As for relations with the United States, Sabatini said, little will likely change.
“The Helms-Burton Act of 1996, which is still in effect, states that the president can only ask to have the U.S. embargo on Cuba lifted if certain conditions are met, including the release of all political prisoners, respect for freedom of expression, respect for freedom of association, and credible steps toward free and fair elections,” he said. “As long as policy is driven largely by [Florida Senator] Marco Rubio and other hard-liners, the embargo won’t be lifted no matter who’s in power.”
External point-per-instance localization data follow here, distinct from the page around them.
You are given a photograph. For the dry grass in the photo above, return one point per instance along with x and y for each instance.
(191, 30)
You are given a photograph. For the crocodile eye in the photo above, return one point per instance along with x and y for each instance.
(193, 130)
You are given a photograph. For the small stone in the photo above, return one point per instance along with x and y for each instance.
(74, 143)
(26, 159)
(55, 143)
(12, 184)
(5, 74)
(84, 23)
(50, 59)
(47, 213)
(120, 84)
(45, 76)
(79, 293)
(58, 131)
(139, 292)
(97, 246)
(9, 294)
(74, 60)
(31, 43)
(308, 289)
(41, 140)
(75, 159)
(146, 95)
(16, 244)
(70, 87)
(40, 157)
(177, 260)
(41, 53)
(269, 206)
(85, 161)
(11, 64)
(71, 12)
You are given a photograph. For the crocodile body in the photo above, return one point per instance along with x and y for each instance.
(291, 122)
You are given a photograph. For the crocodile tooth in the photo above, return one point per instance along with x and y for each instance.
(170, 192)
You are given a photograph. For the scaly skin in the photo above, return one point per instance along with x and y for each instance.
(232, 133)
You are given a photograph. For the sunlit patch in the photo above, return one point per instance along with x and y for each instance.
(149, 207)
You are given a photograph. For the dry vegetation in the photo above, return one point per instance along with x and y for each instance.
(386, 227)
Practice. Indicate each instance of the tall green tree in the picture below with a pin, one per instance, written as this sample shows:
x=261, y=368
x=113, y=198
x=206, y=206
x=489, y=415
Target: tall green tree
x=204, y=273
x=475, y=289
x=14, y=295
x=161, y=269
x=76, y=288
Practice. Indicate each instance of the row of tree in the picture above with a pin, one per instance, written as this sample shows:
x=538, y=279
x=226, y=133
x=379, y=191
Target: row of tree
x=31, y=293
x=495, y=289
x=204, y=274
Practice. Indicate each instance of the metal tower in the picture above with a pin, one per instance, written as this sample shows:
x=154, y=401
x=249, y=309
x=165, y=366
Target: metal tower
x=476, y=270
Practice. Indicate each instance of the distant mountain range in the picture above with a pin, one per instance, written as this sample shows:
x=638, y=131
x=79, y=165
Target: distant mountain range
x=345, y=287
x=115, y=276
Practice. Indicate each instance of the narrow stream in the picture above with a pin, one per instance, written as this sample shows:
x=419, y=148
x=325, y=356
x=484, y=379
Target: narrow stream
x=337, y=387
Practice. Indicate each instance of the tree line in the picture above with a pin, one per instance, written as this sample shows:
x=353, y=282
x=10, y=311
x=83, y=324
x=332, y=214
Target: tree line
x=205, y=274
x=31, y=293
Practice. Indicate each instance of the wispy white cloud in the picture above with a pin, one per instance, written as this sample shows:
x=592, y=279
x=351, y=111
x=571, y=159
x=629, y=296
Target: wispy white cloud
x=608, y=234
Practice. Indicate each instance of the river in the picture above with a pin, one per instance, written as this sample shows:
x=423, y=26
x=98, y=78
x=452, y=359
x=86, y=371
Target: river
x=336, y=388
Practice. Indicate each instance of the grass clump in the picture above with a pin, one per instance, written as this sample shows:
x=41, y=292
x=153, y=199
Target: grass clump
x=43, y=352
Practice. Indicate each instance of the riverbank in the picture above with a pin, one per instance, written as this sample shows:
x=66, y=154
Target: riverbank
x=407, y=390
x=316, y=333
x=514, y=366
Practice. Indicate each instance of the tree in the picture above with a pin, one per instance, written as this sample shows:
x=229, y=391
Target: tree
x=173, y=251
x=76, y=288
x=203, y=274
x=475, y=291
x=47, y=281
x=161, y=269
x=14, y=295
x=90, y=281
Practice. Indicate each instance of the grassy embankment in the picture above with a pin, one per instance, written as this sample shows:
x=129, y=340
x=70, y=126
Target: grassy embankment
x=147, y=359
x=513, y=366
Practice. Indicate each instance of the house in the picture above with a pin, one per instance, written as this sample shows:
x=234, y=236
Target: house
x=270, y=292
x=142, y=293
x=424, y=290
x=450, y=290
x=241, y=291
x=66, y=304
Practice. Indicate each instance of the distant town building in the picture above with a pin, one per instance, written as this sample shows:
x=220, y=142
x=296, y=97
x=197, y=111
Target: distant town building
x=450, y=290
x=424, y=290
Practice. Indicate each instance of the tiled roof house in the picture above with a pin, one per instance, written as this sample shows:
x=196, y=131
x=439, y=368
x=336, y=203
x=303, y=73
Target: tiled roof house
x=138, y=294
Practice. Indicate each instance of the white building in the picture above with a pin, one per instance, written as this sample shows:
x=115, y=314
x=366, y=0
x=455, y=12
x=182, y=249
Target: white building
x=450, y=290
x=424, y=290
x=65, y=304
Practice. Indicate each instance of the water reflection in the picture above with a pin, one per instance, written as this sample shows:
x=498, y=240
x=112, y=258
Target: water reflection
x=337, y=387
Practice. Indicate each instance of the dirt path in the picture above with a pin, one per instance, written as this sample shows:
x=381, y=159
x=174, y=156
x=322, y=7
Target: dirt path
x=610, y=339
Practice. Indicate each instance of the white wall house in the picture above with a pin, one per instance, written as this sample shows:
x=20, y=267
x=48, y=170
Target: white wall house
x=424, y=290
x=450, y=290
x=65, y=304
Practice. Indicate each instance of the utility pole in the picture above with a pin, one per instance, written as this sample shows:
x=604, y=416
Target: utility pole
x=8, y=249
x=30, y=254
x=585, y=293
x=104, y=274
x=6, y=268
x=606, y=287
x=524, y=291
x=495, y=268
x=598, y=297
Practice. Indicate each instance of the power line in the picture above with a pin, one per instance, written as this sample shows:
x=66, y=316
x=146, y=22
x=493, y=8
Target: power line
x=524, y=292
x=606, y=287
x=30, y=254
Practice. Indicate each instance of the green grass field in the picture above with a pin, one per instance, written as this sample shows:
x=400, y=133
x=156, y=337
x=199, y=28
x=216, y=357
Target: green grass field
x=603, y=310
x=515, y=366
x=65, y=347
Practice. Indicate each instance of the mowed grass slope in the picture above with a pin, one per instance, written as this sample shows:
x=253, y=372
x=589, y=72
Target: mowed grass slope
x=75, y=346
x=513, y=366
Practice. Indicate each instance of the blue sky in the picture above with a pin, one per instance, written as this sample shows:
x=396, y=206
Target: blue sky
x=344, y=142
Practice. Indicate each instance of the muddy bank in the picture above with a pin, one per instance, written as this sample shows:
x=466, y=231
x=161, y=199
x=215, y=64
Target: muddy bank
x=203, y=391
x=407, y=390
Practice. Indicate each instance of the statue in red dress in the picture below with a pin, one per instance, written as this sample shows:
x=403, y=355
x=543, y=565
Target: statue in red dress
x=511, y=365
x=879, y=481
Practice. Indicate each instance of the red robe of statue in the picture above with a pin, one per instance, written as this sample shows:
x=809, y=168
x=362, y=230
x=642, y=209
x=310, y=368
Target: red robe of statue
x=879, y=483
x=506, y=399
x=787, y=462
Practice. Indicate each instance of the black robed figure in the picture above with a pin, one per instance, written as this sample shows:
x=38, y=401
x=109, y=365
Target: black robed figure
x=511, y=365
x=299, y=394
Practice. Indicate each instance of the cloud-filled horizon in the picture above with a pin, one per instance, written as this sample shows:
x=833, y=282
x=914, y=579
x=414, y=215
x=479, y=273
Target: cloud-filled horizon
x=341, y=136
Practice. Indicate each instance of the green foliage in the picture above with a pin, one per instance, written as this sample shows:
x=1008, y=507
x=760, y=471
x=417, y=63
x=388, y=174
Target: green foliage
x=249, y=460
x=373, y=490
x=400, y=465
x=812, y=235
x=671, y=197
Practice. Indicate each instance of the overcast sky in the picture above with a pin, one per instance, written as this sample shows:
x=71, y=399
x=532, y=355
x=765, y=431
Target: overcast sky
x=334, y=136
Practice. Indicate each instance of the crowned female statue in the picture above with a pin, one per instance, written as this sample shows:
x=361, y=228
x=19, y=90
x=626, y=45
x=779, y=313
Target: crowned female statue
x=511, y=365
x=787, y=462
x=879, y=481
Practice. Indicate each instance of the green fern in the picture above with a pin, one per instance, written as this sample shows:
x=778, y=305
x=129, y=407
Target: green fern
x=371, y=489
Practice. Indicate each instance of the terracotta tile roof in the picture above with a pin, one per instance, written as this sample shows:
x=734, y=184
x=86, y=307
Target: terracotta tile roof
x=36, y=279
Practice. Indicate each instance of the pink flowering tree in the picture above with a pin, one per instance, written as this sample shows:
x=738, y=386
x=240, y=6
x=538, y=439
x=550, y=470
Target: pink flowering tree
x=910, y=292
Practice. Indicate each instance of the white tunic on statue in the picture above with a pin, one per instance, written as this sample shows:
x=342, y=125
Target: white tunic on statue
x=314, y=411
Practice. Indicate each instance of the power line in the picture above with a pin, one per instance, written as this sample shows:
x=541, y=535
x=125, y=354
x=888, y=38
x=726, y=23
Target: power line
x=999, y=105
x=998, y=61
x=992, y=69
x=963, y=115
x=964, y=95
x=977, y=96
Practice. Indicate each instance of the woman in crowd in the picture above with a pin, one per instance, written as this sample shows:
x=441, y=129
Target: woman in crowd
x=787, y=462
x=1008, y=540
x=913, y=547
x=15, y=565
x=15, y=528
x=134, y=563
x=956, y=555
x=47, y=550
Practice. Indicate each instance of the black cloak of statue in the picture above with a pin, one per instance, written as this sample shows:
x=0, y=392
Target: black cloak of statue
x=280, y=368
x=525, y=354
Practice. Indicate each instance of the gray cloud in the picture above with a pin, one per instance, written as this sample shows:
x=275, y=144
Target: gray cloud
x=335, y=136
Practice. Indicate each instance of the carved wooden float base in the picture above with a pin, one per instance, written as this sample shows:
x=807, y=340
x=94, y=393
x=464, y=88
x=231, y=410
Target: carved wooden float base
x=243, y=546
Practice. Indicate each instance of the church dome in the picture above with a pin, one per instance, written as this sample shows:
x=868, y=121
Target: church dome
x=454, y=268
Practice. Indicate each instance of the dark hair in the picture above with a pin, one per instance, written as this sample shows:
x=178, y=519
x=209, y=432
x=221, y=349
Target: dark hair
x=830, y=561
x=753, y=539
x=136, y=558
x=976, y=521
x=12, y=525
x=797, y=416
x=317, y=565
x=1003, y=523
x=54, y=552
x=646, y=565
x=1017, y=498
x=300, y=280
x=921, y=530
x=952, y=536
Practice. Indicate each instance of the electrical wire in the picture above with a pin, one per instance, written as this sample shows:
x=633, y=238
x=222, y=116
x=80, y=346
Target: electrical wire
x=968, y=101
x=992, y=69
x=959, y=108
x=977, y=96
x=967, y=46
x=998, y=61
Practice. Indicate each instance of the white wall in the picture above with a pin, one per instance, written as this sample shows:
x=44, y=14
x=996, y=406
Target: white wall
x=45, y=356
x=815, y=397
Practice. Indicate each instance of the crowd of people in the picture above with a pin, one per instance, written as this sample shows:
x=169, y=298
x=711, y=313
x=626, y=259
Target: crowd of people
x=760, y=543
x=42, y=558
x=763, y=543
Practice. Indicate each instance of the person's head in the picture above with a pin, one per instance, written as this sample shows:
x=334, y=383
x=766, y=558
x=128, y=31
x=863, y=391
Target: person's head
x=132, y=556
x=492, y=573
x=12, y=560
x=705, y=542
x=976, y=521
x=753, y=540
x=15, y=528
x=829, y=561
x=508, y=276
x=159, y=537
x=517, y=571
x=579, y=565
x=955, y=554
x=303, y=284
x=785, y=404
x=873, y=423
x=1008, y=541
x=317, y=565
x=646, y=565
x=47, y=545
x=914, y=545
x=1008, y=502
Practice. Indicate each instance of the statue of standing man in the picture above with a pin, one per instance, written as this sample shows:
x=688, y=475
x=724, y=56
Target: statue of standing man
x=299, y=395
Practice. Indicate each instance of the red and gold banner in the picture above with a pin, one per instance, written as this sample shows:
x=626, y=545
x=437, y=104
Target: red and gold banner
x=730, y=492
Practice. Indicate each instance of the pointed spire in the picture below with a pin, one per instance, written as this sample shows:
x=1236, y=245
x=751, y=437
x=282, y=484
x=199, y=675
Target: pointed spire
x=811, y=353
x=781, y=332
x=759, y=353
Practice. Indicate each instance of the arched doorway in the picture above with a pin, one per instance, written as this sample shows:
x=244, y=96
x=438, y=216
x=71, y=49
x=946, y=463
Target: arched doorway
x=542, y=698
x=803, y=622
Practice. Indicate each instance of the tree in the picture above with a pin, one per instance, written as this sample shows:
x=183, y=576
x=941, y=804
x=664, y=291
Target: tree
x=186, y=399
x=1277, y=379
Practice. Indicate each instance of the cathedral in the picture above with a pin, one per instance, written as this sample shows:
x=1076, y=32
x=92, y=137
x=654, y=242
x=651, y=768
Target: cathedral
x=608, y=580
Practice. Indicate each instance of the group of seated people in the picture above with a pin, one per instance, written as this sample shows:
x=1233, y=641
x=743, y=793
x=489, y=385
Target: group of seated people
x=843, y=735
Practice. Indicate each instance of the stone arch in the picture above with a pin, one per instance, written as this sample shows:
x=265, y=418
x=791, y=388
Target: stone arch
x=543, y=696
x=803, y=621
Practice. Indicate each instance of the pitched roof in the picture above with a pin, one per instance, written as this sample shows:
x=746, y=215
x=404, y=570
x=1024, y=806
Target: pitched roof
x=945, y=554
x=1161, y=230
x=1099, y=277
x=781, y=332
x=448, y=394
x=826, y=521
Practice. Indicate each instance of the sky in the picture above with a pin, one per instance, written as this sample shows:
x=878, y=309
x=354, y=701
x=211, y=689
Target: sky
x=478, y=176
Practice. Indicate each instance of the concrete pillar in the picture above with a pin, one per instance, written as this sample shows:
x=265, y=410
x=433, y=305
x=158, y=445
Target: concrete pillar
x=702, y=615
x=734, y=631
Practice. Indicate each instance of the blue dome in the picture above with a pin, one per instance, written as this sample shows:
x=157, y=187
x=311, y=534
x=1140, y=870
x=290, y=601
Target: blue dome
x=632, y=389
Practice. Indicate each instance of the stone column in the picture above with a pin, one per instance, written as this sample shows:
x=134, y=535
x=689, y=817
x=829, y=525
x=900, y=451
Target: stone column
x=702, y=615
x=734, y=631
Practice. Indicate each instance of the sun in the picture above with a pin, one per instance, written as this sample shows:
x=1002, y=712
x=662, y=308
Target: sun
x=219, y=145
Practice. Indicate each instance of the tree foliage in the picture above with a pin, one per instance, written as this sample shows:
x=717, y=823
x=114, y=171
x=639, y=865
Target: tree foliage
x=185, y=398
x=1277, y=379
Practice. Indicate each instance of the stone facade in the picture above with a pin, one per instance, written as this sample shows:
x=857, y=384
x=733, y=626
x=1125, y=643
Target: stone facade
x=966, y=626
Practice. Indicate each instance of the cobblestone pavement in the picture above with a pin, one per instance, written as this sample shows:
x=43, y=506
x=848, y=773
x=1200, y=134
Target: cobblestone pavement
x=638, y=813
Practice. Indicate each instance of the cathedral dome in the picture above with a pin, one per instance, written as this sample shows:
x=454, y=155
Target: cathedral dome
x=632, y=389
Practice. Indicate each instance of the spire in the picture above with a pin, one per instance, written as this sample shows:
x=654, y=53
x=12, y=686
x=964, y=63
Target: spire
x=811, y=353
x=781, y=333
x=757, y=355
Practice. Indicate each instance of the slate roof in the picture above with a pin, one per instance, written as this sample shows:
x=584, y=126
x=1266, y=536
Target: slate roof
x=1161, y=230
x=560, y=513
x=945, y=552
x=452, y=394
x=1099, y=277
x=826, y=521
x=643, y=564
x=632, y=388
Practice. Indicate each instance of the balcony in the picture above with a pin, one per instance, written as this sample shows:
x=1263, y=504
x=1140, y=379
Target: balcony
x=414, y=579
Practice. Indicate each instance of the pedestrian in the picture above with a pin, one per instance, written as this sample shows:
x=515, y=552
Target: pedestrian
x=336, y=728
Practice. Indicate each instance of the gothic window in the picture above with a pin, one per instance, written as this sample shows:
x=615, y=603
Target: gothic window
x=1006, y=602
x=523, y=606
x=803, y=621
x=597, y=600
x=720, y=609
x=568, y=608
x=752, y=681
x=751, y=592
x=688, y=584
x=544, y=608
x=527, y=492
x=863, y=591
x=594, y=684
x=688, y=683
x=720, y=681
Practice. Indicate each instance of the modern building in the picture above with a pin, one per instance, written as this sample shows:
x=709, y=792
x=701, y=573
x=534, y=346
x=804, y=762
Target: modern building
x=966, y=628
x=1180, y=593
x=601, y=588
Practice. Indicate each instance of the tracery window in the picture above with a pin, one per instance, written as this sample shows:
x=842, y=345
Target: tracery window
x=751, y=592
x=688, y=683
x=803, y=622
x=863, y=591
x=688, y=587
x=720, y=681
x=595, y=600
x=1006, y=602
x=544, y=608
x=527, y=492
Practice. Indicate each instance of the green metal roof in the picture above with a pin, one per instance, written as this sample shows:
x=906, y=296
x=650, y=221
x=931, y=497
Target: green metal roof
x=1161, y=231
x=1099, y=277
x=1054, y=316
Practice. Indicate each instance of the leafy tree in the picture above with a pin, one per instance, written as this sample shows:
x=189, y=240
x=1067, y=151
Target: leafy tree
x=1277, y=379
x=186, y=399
Ana Quintana, a Latin America policy analyst at The Heritage Foundation, said in a column in The Washington Times that it will likely be more of the same in Cuba. It’s still a dictatorship with little freedom.
“In a video leaked last year, Mr. Díaz-Canel disparaged Cuba’s dissidents and political prisoners as counterrevolutionaries,” Quintana wrote. “He also claimed that he would censor independent media, the Internet and other means of free expression.”
It was a moment that she said revealed his true stripes.
“In that same video, Mr. Diaz-Canel goes on to criticize countries such as Germany, Norway, Spain, the United Kingdom and, of course, the United States for their ‘subversive’ support of human rights,” she added. “Clearly, he is a dyed-in-the-wool Castro communist.”
Ted Piccone, a foreign policy senior fellow at The Brookings Institution said in a podcast that although experts expect a continuation of Castro regime practices, some reforms might be on the horizon, but he thinks Cuba’s relationship with the United State might deteriorate.
“President Trump is committed to a much harder-line approach as promised on the campaign trail,” Piccone said. “This was a key part of his appeal to voters—Cuban American voters—in Florida in the last weeks of the campaign, and he’s been fulfilling that promise since he got elected as president a year and a half ago.”
Piccone noted Trump’s rollback of Obama administration reforms that allowed for “constructive engagement” with the island. He also pointed out the mysterious incidents of illness among U.S. personnel stationed in Cuba that led to travel warnings and the recalling of more than half of U.S. diplomats from Cuba.
“To me, this is largely a result of the way Cuba plays in our domestic politics,” Piccone said, particularly in the swing state of Florida. “The Cuban-American community is largely unified in favor of a harder-line approach to Cuba.”
Contributing to this hardline approach to Cuba, he said, are individuals such as Rubio, the addition of secretary of state designate Mike Pompeo, and John Bolton as national security adviser. Piccone noted Pompeo’s endorsement of Rubio for president and Bolton’s critical stance against Obama’s March 2016 visit to Cuba.
Amb. Vicki Huddleston, chief of the U.S. Interests Section in Cuba from 1999 to 2002 said in a column in the Los Angeles Times that this is an opportunity to re-engage with Cuba, and believes Trump would be wrong for not doing so.
“The 50-year trade embargo against Cuba has failed,” she wrote. “It has not influenced the country’s leadership to change its communist government or to improve human rights on the island.”
She added that when the United States cracks down on Cuba, necessary reforms in the country stop.
“The more we alienate Cuba, the closer it moves to Russia and China,” she wrote. “Russia recently initialed a deal to manage the Cienfuegos oil refinery, and it is now considering reopening a communications base that intercepts satellite communications.” She added that Cuba’s largest trade partner is China, and both Russia and China provide Cuba military advice.
“Nowhere else in the world does the U.S. maintain a unilateral embargo; not even against rogue nations like Syria, which has used chemical weapons against its own people, or North Korea, which threatens to make use of its nuclear program,” she wrote. “Most importantly, the Trump administration should work with Latin American governments to determine a regional consensus on policy toward Cuba.”